Here’s a success story, ladies and gentlemen: aspiring screenwriter Kevin Costello started out in Hollywood, like so many others, as an intern. After working for Jennifer Klein, probably doing intern things (getting coffee or staples), he wound up in 20th Century Fox’s Emerging Writers Program, which is exactly what that title leads you to imagine. The guy’s only been there one week, and, now, has two projects being set up — one with a major star, both produced by Up in the Air co-writer Sheldon Turner. [Variety]
Before other hopeful scribes punch their computer screen in frustration, let’s hear some more about the films. The furthest-developed and most notable is Epic Fail, a comedy that Jon Hamm has in consideration (he’d be the lead, natch), while Mark Teitelman — most experienced in, believe it or not, Monday Night Football — is already slated to helm. If he signs, Draper will play a schmuck-y high school teacher who, attempting to present himself in some heroic manner, hires two students to stage a kidnapping of his wife. The title would indicate what happens with this plan.
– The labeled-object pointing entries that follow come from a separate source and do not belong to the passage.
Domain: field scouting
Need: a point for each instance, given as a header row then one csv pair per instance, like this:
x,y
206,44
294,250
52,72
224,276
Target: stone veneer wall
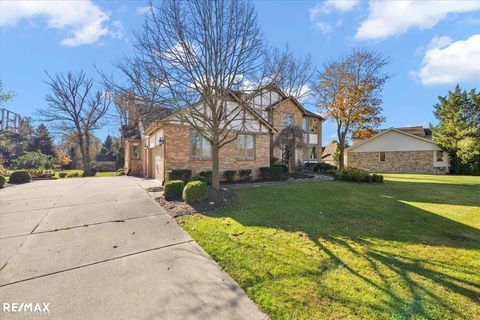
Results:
x,y
177,153
395,161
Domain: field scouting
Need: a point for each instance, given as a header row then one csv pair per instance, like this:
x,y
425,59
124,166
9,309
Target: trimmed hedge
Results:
x,y
274,173
199,178
179,174
357,175
20,176
207,175
244,174
230,175
173,189
195,191
283,168
324,167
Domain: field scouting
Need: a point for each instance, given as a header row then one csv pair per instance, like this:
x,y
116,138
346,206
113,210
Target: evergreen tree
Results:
x,y
458,130
42,141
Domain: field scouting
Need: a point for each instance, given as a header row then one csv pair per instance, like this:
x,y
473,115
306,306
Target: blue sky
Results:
x,y
431,45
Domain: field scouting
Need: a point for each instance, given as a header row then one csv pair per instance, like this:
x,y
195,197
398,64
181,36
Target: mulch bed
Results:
x,y
216,199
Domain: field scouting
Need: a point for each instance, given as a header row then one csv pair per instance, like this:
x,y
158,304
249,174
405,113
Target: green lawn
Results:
x,y
406,249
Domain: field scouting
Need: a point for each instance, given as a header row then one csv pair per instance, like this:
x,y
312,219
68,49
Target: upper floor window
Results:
x,y
382,156
313,126
200,148
439,155
246,146
313,155
288,119
136,151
I love Hamm and I love seeing people fail at fake kidnappings, so they’ve already got one person in the theater. Otherwise, Costello has conducted a rewrite of Julie Golden‘s romantic adventure-comedy spec script, Six-Month Curse, which Universal are planning to distribute. Bought all the way back in 2007, the screenplay centers on a new bride informed that she, at birth, was cursed to have relationships that last no longer than six months. (Kind of a lame one, gypsy.) In an attempt to dispel these powers, Curse’s lead heads out to the Brazilian rain forest; there, she becomes wooed by a river guide.
Too high-concept for me right upfront (or at first blush), but I think a balance, if at all necessary, is struck by the early amusement Epic Fail manages to offer.
Are you surprised by the traction Costello has managed to earn so quickly?